Só que a medida iria além. A ideia é que esse dinheiro liberado seja executado por estados e municípios, assim como aconteceu com a Lei Aldir Blanc. No ano passado, esta última representou um aporte sem precedentes ao setor cultural brasileiro. Foram R$ 3 bilhões destinados aos estados, Distrito Federal e municípios.

Neste ano, veio a constatação de que o coronavírus não daria trégua tão cedo. Atingimos a marca de 500 mil mortos, enquanto setores como a cultura ainda enfrentam uma série de restrições num cenário em que mecanismos que poderiam facilitar o direcionamento de dinheiro não existem mais –o estado de calamidade pública e o chamado orçamento de guerra.

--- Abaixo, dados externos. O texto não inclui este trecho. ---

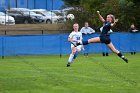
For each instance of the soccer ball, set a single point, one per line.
(70, 16)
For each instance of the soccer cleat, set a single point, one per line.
(125, 59)
(79, 43)
(68, 65)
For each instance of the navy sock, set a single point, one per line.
(120, 55)
(85, 42)
(75, 55)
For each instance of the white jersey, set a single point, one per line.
(76, 36)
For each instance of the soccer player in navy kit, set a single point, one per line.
(74, 37)
(104, 36)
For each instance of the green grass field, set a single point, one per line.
(49, 74)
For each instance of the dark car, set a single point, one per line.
(22, 15)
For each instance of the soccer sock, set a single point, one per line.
(120, 55)
(70, 58)
(85, 42)
(75, 55)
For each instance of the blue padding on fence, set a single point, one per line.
(58, 44)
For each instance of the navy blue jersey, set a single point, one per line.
(106, 28)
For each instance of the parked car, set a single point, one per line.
(6, 20)
(61, 14)
(23, 15)
(49, 16)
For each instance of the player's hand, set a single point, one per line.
(98, 12)
(116, 20)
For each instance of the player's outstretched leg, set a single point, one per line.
(123, 57)
(111, 46)
(72, 58)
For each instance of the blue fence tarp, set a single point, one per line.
(31, 4)
(58, 44)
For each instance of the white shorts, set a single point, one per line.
(79, 48)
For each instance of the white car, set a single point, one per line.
(6, 20)
(50, 17)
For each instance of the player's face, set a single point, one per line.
(76, 27)
(109, 18)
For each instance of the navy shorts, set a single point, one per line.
(105, 39)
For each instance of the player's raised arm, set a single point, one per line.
(101, 18)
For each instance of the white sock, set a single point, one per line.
(70, 58)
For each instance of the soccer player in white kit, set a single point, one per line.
(74, 37)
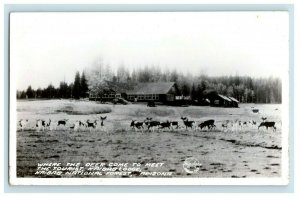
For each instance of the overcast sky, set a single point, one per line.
(50, 47)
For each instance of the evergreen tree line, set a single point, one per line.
(244, 88)
(77, 89)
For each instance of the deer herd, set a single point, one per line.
(148, 124)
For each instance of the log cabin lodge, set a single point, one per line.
(163, 92)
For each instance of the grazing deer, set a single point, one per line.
(267, 125)
(102, 120)
(91, 124)
(208, 123)
(23, 123)
(187, 123)
(62, 122)
(175, 123)
(165, 125)
(264, 119)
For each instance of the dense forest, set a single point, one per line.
(98, 78)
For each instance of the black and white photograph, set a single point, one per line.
(158, 98)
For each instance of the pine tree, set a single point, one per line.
(83, 86)
(77, 86)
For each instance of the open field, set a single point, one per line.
(233, 152)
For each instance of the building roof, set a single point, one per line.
(224, 97)
(233, 99)
(152, 88)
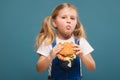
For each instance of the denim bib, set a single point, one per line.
(60, 70)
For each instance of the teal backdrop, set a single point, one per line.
(20, 22)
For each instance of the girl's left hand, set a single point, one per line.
(77, 49)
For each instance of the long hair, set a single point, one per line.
(47, 33)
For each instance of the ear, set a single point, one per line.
(54, 23)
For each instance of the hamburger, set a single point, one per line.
(67, 53)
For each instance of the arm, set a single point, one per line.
(44, 61)
(87, 59)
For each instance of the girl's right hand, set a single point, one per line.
(56, 50)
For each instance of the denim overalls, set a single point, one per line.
(60, 70)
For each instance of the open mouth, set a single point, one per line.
(68, 27)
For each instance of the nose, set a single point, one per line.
(68, 20)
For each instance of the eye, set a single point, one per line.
(72, 18)
(63, 17)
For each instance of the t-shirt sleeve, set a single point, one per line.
(85, 46)
(44, 50)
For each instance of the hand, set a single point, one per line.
(56, 50)
(77, 49)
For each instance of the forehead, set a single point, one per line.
(68, 11)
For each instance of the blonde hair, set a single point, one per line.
(47, 33)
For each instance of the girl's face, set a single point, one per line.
(65, 22)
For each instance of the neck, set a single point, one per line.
(65, 37)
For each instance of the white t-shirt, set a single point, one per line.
(84, 45)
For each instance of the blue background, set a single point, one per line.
(20, 22)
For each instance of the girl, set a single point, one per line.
(63, 25)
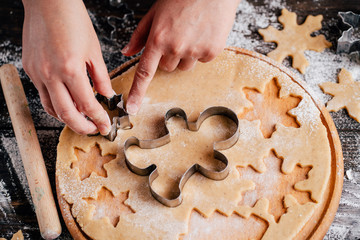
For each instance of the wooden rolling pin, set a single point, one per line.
(30, 152)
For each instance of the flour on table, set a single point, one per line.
(5, 201)
(12, 150)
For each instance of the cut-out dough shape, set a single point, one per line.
(88, 162)
(107, 205)
(346, 94)
(162, 167)
(294, 39)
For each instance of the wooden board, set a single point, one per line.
(319, 223)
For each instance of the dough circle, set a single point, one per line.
(286, 168)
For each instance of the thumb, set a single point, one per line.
(100, 77)
(145, 72)
(139, 36)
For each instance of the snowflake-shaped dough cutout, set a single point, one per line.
(294, 39)
(346, 94)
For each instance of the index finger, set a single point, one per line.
(145, 72)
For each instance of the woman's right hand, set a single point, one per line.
(59, 47)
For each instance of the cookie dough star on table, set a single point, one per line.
(294, 39)
(346, 94)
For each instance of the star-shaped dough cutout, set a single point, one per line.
(346, 94)
(294, 39)
(110, 206)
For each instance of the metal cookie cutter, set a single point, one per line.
(151, 170)
(349, 41)
(121, 121)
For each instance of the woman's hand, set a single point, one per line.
(177, 34)
(59, 47)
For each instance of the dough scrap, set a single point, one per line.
(346, 94)
(294, 39)
(220, 82)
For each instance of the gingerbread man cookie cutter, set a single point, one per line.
(121, 120)
(151, 170)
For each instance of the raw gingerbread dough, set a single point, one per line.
(346, 94)
(294, 39)
(220, 82)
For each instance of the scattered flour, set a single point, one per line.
(12, 150)
(5, 201)
(323, 67)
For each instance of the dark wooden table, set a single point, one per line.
(114, 25)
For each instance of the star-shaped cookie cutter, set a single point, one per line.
(348, 42)
(151, 170)
(121, 120)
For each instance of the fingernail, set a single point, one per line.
(125, 49)
(104, 130)
(132, 109)
(95, 132)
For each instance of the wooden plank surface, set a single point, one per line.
(15, 208)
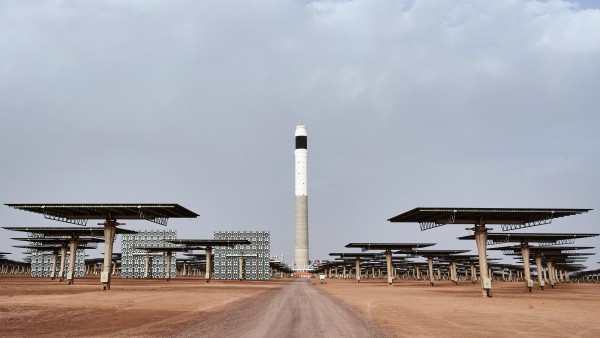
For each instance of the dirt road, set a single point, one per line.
(299, 309)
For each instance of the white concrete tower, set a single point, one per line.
(301, 188)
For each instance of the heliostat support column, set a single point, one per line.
(301, 190)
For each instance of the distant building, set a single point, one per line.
(256, 256)
(133, 261)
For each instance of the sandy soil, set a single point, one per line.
(154, 308)
(413, 308)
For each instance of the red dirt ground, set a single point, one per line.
(156, 308)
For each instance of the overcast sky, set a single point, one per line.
(407, 104)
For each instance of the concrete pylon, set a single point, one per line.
(110, 230)
(430, 264)
(73, 243)
(241, 268)
(538, 265)
(357, 267)
(208, 273)
(63, 259)
(551, 273)
(147, 267)
(526, 268)
(54, 261)
(168, 272)
(481, 241)
(388, 260)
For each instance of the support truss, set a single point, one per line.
(447, 219)
(509, 227)
(152, 218)
(159, 220)
(496, 241)
(429, 225)
(66, 220)
(559, 242)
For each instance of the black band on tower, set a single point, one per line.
(301, 142)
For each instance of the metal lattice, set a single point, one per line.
(41, 261)
(66, 220)
(510, 227)
(256, 255)
(133, 261)
(429, 225)
(558, 242)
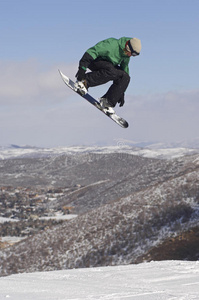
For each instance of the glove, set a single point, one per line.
(121, 101)
(80, 74)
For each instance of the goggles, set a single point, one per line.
(129, 48)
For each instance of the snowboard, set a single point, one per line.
(113, 116)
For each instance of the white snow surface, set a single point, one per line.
(165, 280)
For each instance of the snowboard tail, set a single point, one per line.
(113, 116)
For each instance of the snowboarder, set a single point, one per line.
(108, 61)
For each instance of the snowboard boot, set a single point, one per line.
(106, 105)
(81, 87)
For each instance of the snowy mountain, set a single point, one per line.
(155, 280)
(153, 150)
(127, 206)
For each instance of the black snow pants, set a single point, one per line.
(104, 71)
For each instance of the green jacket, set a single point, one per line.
(110, 50)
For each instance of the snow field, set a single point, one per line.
(166, 280)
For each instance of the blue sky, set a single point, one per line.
(40, 36)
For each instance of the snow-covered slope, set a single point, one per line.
(166, 280)
(152, 152)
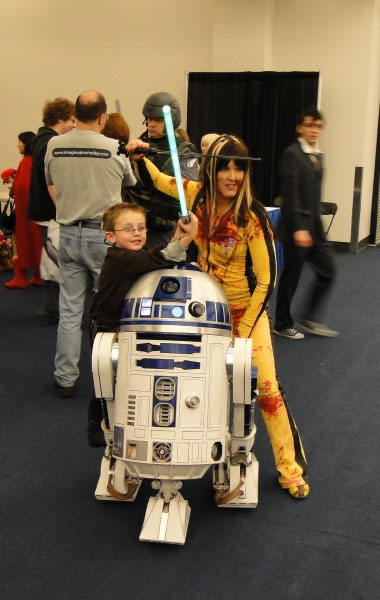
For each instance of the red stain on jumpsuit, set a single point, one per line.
(270, 404)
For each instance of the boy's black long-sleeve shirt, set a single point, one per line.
(120, 270)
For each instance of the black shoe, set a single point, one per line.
(62, 391)
(290, 333)
(317, 328)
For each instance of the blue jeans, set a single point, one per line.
(81, 254)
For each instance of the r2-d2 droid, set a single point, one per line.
(166, 381)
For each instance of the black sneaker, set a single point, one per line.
(317, 328)
(290, 333)
(62, 391)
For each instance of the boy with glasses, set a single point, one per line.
(127, 259)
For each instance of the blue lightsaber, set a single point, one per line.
(177, 169)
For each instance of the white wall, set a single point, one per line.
(125, 49)
(341, 39)
(130, 49)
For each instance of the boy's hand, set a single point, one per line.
(191, 227)
(133, 146)
(186, 232)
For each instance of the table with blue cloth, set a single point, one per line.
(274, 214)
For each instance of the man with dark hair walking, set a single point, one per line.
(301, 230)
(58, 117)
(84, 174)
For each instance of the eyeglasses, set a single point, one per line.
(130, 230)
(313, 125)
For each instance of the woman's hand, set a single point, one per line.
(133, 146)
(186, 232)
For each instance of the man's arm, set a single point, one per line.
(52, 193)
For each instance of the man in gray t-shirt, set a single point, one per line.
(84, 175)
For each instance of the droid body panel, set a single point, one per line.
(167, 417)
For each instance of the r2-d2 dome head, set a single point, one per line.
(183, 298)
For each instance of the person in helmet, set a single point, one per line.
(162, 210)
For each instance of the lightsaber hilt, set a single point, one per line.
(184, 213)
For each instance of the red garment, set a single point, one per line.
(28, 235)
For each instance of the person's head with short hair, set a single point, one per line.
(59, 114)
(117, 128)
(310, 125)
(207, 140)
(125, 226)
(91, 108)
(183, 133)
(25, 142)
(213, 172)
(152, 111)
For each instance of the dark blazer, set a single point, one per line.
(300, 189)
(41, 206)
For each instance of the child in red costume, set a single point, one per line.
(28, 236)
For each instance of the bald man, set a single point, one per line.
(84, 175)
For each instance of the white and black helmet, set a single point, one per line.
(152, 108)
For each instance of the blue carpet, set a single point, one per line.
(59, 543)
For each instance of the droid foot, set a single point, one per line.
(239, 486)
(299, 491)
(166, 522)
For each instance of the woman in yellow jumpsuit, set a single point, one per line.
(235, 246)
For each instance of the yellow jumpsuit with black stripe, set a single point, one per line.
(229, 254)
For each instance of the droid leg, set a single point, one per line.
(167, 515)
(236, 481)
(114, 482)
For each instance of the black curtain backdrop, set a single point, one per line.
(261, 108)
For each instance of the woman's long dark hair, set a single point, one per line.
(245, 200)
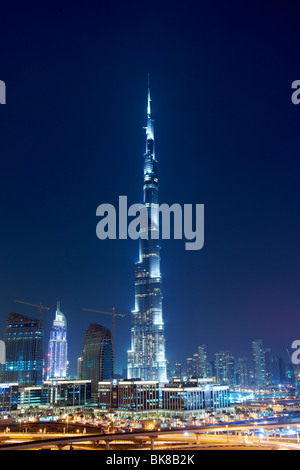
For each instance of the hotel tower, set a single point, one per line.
(146, 359)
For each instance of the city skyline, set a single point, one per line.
(227, 135)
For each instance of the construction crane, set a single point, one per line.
(113, 314)
(41, 307)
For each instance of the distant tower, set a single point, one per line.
(146, 359)
(58, 347)
(24, 340)
(259, 363)
(97, 358)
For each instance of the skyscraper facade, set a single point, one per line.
(259, 363)
(58, 347)
(97, 355)
(146, 359)
(24, 340)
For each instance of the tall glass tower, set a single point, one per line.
(58, 347)
(146, 359)
(24, 340)
(97, 357)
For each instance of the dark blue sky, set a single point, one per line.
(227, 136)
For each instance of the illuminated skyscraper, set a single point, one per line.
(58, 347)
(259, 363)
(24, 340)
(146, 359)
(97, 355)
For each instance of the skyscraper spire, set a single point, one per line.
(149, 99)
(146, 359)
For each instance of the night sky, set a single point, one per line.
(227, 136)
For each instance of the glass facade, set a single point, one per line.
(97, 355)
(146, 359)
(58, 347)
(24, 340)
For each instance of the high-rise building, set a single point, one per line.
(278, 370)
(24, 340)
(204, 367)
(259, 363)
(97, 355)
(146, 359)
(242, 372)
(225, 368)
(58, 347)
(178, 369)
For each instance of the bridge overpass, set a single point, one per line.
(151, 436)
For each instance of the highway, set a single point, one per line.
(243, 434)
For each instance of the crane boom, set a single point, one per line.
(41, 307)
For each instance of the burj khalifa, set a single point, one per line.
(146, 359)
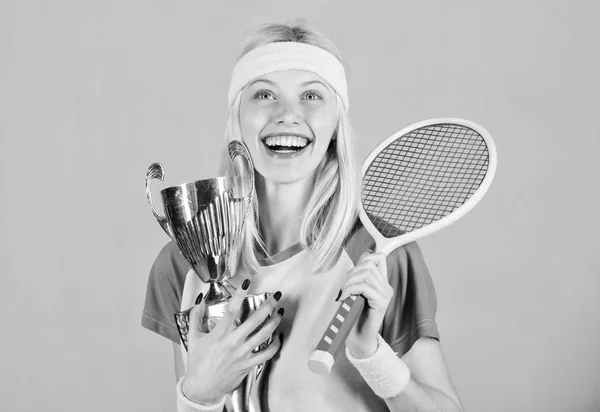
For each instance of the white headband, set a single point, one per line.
(274, 57)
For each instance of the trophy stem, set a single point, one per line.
(240, 397)
(218, 292)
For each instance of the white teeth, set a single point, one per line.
(286, 141)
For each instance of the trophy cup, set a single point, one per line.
(206, 220)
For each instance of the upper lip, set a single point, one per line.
(286, 134)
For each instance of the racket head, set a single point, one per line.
(448, 161)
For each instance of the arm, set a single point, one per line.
(179, 367)
(430, 387)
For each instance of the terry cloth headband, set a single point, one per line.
(274, 57)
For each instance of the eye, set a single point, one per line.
(312, 95)
(263, 94)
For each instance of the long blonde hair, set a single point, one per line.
(332, 207)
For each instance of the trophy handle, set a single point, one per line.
(237, 148)
(155, 171)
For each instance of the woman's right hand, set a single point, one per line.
(218, 361)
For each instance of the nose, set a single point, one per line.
(289, 114)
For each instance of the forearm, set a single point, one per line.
(392, 380)
(417, 397)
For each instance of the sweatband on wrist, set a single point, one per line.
(186, 405)
(385, 373)
(274, 57)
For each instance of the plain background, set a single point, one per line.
(93, 92)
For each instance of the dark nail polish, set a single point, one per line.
(199, 298)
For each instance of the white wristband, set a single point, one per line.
(383, 371)
(186, 405)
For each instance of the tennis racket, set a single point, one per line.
(416, 182)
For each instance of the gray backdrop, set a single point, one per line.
(93, 92)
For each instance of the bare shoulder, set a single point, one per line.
(428, 366)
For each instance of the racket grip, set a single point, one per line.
(335, 336)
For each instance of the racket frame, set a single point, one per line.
(322, 361)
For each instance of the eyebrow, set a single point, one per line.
(272, 83)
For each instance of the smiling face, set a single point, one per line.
(287, 120)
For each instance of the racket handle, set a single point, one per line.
(335, 336)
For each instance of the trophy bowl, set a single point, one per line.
(206, 220)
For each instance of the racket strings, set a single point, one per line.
(423, 176)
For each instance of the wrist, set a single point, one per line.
(384, 371)
(362, 349)
(187, 390)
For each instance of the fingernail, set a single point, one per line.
(246, 284)
(199, 298)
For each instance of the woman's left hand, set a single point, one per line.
(369, 279)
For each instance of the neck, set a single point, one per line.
(281, 207)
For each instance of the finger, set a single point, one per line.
(266, 331)
(369, 292)
(366, 273)
(265, 355)
(258, 317)
(233, 307)
(368, 276)
(377, 259)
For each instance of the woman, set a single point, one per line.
(288, 102)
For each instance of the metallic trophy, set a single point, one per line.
(206, 220)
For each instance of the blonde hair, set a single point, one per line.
(331, 210)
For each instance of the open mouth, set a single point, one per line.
(286, 144)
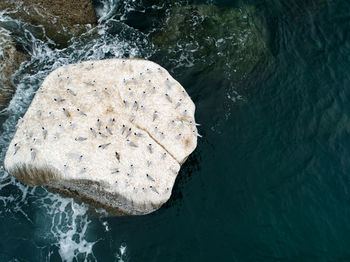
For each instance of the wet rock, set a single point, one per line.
(112, 132)
(61, 20)
(10, 60)
(203, 37)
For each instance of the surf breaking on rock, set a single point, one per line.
(112, 131)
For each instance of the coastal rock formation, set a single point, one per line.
(10, 60)
(113, 132)
(60, 20)
(210, 37)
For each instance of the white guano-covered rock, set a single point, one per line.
(113, 132)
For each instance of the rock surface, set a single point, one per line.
(205, 36)
(10, 60)
(60, 20)
(113, 132)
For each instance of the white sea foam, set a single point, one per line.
(61, 223)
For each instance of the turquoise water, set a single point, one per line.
(269, 180)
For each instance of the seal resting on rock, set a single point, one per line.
(113, 132)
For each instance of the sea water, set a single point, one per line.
(270, 178)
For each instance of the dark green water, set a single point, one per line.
(269, 180)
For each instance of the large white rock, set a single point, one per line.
(113, 132)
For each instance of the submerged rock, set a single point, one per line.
(214, 38)
(60, 20)
(113, 132)
(10, 60)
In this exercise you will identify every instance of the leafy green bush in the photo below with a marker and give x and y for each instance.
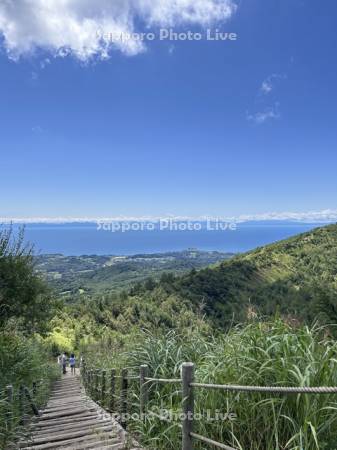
(23, 361)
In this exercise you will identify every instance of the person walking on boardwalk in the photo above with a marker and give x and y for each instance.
(64, 363)
(72, 362)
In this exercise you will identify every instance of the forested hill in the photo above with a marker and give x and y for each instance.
(297, 277)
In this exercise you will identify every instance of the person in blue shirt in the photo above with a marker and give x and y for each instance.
(72, 363)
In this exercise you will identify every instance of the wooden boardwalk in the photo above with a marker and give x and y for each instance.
(72, 421)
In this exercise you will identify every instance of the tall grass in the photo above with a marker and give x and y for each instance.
(23, 361)
(267, 354)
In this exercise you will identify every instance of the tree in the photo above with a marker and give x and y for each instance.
(24, 296)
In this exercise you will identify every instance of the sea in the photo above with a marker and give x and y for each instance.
(75, 239)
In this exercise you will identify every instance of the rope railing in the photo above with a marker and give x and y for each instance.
(96, 382)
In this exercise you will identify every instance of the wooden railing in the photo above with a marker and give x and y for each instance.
(104, 391)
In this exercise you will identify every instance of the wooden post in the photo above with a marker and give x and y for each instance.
(90, 380)
(112, 389)
(9, 391)
(188, 405)
(144, 390)
(21, 406)
(31, 402)
(124, 397)
(103, 387)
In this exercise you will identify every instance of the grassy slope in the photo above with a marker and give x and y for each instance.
(298, 276)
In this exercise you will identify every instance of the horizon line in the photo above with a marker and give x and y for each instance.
(325, 216)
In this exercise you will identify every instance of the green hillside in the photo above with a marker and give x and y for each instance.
(297, 277)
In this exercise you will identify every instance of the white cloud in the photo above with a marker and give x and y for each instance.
(269, 83)
(267, 86)
(323, 216)
(64, 27)
(269, 113)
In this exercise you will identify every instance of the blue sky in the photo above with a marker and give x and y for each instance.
(183, 128)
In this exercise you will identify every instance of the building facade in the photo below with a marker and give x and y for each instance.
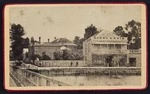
(49, 48)
(106, 49)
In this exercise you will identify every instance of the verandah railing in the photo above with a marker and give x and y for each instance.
(30, 78)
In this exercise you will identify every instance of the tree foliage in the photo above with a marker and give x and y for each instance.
(90, 31)
(66, 55)
(133, 33)
(79, 42)
(16, 33)
(26, 42)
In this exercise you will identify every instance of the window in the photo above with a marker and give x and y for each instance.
(118, 46)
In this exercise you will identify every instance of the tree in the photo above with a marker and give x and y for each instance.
(16, 33)
(26, 42)
(120, 32)
(90, 31)
(133, 33)
(45, 57)
(78, 42)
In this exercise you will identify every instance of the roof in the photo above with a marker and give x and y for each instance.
(61, 40)
(58, 42)
(105, 33)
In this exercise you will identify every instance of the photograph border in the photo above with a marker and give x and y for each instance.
(80, 87)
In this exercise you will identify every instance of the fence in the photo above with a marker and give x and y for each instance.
(29, 78)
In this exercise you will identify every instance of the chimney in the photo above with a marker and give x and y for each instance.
(54, 38)
(48, 40)
(39, 40)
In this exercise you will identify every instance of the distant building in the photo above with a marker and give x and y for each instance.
(106, 49)
(48, 48)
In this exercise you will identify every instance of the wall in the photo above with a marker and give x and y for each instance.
(60, 63)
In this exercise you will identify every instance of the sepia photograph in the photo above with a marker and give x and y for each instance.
(75, 46)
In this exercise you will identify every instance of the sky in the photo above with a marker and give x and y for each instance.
(69, 20)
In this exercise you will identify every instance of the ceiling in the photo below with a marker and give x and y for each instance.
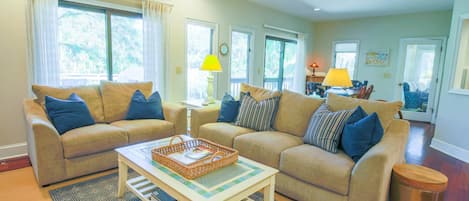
(346, 9)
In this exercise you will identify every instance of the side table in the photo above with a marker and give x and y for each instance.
(417, 183)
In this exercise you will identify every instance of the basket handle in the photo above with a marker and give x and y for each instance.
(218, 153)
(174, 137)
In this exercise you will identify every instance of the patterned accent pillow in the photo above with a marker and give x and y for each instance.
(257, 115)
(325, 128)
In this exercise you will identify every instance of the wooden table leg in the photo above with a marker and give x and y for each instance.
(122, 177)
(269, 190)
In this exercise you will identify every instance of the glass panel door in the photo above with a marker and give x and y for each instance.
(280, 63)
(240, 59)
(418, 79)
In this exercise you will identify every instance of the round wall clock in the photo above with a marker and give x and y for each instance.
(224, 49)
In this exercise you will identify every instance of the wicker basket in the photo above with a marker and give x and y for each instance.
(199, 168)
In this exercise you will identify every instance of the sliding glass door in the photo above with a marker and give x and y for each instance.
(280, 62)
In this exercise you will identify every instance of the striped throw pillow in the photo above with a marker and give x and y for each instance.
(325, 128)
(257, 115)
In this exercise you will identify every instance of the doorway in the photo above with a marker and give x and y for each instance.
(420, 60)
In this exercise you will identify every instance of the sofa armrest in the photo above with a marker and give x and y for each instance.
(177, 114)
(44, 145)
(201, 116)
(371, 175)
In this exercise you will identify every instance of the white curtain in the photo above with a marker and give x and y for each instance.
(43, 45)
(155, 43)
(299, 81)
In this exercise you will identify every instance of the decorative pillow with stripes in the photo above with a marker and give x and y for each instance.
(257, 115)
(325, 128)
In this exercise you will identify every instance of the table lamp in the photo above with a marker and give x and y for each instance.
(211, 64)
(337, 79)
(314, 66)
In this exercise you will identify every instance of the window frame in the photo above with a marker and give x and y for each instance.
(108, 12)
(282, 58)
(357, 56)
(213, 50)
(250, 62)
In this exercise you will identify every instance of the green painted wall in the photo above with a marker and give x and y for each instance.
(451, 133)
(378, 33)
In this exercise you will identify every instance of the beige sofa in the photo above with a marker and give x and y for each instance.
(90, 149)
(308, 172)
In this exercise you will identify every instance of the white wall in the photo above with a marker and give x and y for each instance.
(452, 124)
(13, 77)
(378, 33)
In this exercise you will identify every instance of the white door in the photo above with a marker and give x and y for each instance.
(417, 78)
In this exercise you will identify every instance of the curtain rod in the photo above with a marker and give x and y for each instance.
(281, 29)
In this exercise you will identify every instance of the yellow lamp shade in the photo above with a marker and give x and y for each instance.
(211, 63)
(337, 77)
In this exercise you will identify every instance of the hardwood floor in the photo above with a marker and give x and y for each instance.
(21, 185)
(419, 152)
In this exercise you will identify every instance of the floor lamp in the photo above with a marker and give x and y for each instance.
(211, 64)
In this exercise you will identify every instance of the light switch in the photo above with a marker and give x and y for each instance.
(178, 70)
(387, 75)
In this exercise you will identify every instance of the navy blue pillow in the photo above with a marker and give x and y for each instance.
(361, 132)
(68, 114)
(229, 109)
(141, 108)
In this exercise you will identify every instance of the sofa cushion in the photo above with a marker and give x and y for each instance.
(222, 133)
(68, 114)
(385, 110)
(265, 147)
(325, 128)
(294, 111)
(116, 97)
(90, 94)
(318, 167)
(142, 108)
(257, 115)
(145, 129)
(258, 93)
(92, 139)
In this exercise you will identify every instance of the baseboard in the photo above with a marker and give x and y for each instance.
(452, 150)
(13, 151)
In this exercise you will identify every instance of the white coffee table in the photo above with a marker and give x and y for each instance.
(234, 182)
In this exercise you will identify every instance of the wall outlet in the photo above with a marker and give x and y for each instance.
(178, 70)
(387, 75)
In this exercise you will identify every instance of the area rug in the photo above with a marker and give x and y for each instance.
(103, 189)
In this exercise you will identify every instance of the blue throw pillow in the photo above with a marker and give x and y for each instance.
(229, 109)
(361, 132)
(141, 108)
(68, 114)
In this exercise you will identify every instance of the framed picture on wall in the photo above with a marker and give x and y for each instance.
(377, 57)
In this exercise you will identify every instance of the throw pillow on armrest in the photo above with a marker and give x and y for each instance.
(325, 128)
(68, 114)
(361, 132)
(229, 109)
(141, 108)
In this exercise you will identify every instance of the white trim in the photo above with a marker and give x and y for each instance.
(13, 150)
(452, 150)
(109, 5)
(280, 29)
(357, 56)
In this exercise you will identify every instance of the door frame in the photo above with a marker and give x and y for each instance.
(439, 71)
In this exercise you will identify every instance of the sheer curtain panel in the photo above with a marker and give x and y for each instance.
(43, 46)
(155, 42)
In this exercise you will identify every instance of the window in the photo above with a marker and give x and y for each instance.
(99, 44)
(345, 56)
(240, 59)
(200, 43)
(280, 63)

Um especialista diz acreditar que o embate em torno da Lei Paulo Gustavo, mais do que um debate orçamentário, tem tonalidades profundamente políticas. Caso o projeto tivesse sido costurado por um partido de centro, possivelmente encontraria menos pedras no caminho, ele diz. Só que o projeto de lei complementar Paulo Gustavo é de autoria de um grupo de senadores formado, em sua maioria, por petistas.

Segundo o advogado Renato Dolabella, é preciso aprender com a experiência da Lei Aldir Blanc, mirando também os percalços pelos quais a execução dela passou. Existem casos de estados e municípios em que o dinheiro ainda não chegou a todos da ponta final do setor –aos profissionais da cultura. “Naquela incerteza toda que se gerou, teve município que recusou os recursos da Lei Aldir Blanc. Poderia ter sido executado, ajudado a população local.”

“Essa demora tem a ver com a nossa cultura burocratizante, com a nossa cultura jurídica. Quando a Lei Aldir Blanc saiu, era uma situação nova, mas muitos órgãos públicos enxergaram aquilo com as regras burocráticas habituais, que não são construídas na lógica emergencial”, diz Dolabella. “É muito importante que os órgãos de controle, Ministério Público, Tribunal de Contas, tenham consciência do que é efetivamente uma lei emergencial.”

Nesse contexto, a avaliação de grande parte do setor cultural é de que a gestão Mario Frias mais trava o andamento dos mecanismos de fomento do que ajuda na recuperação da crise. Daí a necessidade, defendida pela oposição, de descentralizar a execução dos recursos para a Cultura, a serem executados por estados e municípios. Alguns episódios confirmam essa percepção.

Em março, por exemplo, Frias suspendeu, por 15 dias, a análise de propostas de Lei Rouanet para artistas de cidades que adotaram medidas de restrição circulação. O secretário de Fomento, o PM André Porciuncula, não lançou até hoje um edital que escolheria os membros da comissão responsável por sanar dúvidas e dar o sinal verde ou não para projetos culturais a serem incentivados. Com isso, cabe só a Porciuncula a decisão final sobre um projeto que pretende captar via Rouanet.

A Ancine, enquanto analisa prestações de contas de quase 20 anos atrás, teve uma diminuição considerável nos editais de fomento direto ao audiovisual, desde o início do governo Bolsonaro, levando a uma quase paralisia do setor do audovisual.

No início do ano, Mario Frias comemorou em suas redes sociais uma decisão da Justiça que teria barrado a liberação de “R$ 700 milhões da Lei Rouanet”. Além de apresentar um dado errado, o secretário demonstrava encarar como positiva uma suposta diminuição de recursos para o setor cultural –o que muitos de seus seguidores chamaram de mamata, na ocasião.

Não por acaso, circula entre opositores do governo Bolsonaro, mas também em círculos de direita não bolsonaristas, a máxima que a gestão Mario Frias é “inimiga da cultura”.